Think of the case where the probabilities are higher. Instead of 5% and 10%, think 50% and 60%. It should become clearer.
Probability can be counterintuitive, but it might help your intuition to reframe things in terms of frequencies (and whole numbers). Instead of saying event A has a 5% chance of occuring and event B a 10% chance, you could think that, out of every 100 days, there will be 5 days on which event A happens, and there will be 10 days on which event B happens. If you count up how many days there are out of the 100 on which either A or B happens, there’s no way it can be more than 15 days. (It might be less than 15 if there’s some overlap between the days when A happens and the days when B happens.)
I did, and I thank you for the illustration, but it still just isn’t sticking with me.
Damn it, I’ve had math through partial differential equations and integral transformations, and some things still flummox me. Then again, it’s been nearly two decades since poor me was last in a math class (sobs…I’m so old…).
Ultrafilter and Alley Dweller, you’re correct, and I actually did Alley Dweller’s thought experiment, which is why I knew that I was wrong, and I needed to ask on here.
And I really do appreciate the help you all have given me. Thank you very much. Even if I don’t develop the intuition I’d like on this specific problem, I do at least understand the solution.
14.5%.
4.5% chance of A alone occurring
9.5% chance of B alone occurring
0.5% chance of A and B occurring
And now the incredibly half-assed way I figured out those numbers.
I knew there was a 5% chance of A and a 10% chance of B based on the numbers given to me.

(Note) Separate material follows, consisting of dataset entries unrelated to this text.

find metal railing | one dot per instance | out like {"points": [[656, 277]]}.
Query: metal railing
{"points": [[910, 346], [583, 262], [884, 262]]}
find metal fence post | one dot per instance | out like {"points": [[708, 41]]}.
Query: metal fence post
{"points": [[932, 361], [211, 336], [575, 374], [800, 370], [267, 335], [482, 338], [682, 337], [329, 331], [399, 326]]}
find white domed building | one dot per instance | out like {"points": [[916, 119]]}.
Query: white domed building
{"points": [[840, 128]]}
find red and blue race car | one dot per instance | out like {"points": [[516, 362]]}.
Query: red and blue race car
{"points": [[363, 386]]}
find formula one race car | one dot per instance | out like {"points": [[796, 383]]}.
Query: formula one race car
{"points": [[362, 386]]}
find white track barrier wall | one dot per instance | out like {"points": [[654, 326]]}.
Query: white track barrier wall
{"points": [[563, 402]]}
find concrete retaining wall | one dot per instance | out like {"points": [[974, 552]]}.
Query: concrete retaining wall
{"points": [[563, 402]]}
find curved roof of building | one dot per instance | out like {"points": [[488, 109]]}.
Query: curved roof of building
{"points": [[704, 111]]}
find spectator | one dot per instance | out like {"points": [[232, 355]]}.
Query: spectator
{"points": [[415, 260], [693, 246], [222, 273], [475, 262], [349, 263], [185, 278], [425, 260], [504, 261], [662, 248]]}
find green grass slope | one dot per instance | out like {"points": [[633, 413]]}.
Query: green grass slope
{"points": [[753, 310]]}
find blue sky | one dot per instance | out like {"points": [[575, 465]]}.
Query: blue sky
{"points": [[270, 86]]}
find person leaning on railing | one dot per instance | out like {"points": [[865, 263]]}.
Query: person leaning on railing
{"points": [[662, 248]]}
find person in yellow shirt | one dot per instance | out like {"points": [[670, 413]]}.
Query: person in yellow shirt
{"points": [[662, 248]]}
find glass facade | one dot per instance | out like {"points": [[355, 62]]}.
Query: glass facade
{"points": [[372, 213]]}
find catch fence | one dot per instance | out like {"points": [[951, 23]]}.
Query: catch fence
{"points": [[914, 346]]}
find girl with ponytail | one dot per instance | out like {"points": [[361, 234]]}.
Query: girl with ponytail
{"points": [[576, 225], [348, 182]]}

And I knew there would be an overlap because some A results would also be B.
So I figured if 10% of the overall results would be B, then 10% of the A results would be B. Ten percent of the A results is .5%. So I knew the 5% of the results that were A were 4.5% A alone and .5% A and B.
And knowing that 10% of the overall results were B and .5% of the results were A and B, I knew that 9.5% of the overall results were B alone.
So I just added up my percentages:
4.5% chance of A alone occurring
9.5% chance of B alone occurring
0.5% chance of A and B occurring
14.5% total A, B, or A and B
The sound you’re now hearing is mathematicians weeping at this post.
No they’re not. That’s a perfectly good, legitimate explanation.
The percentages can’t add up to a total greater than the sum of the individual percentages.
Look at it this way. Imagine you have a jar full of a hundred coins. And you know that ten of the coins are Canadian. And you know that five of the coins are quarters.
If you took out all of the Canadian coins and all of the quarters in the jar, you obviously will not take out more than fifteen coins. (And you might take out less than fifteen because some of the coins might be Canadian quarters.)
I feel there is probably a regular procedure for figuring out the probabilities that is more elegant than the approach I used.
“Elegant” is a matter of taste. It’s a valid method, and in the end, that’s what matters.
In point of fact, there are two methods which are commonly used for this problem, and one of them is pretty much derived by doing what you just did, except in the general case so you can plug the numbers in at the end instead of at the beginning.
Event A is in yellow/orange B is in red/orange. AandB is in orange.
Pr{A}=.05: this includes both the AB intersect and the parts of A not overlapping B.
Pr{B}=.10: this includes both the AB intersect and the parts of B not overlapping A.
Part of the .05 is Pr{AB} and part of the .10 is Pr{AB}. Under independence,
Pr{AB}=.05*.10=.005.
So Pr{“A or B”} = Pr{A}+Pr{B without AB intersect} =
.05+(.10-.005) = .05+.995=.145.
And Pr{“A or B”}=Pr{A without AB intersect}+Pr{B}=
(.05-.005)+.10 = .145.
What you did was fine. I didn’t weep. The more standard way (I wouldn’t say necessarily more elegant way) is to use the rules involving probabilities that are usually taught in a beginning stat or finite math course. Off the bat I can think of at least three ways to solve for P(A or B) given the conditions in the OP. I’m glad the correct solution was given after the bad answers in the first two posts.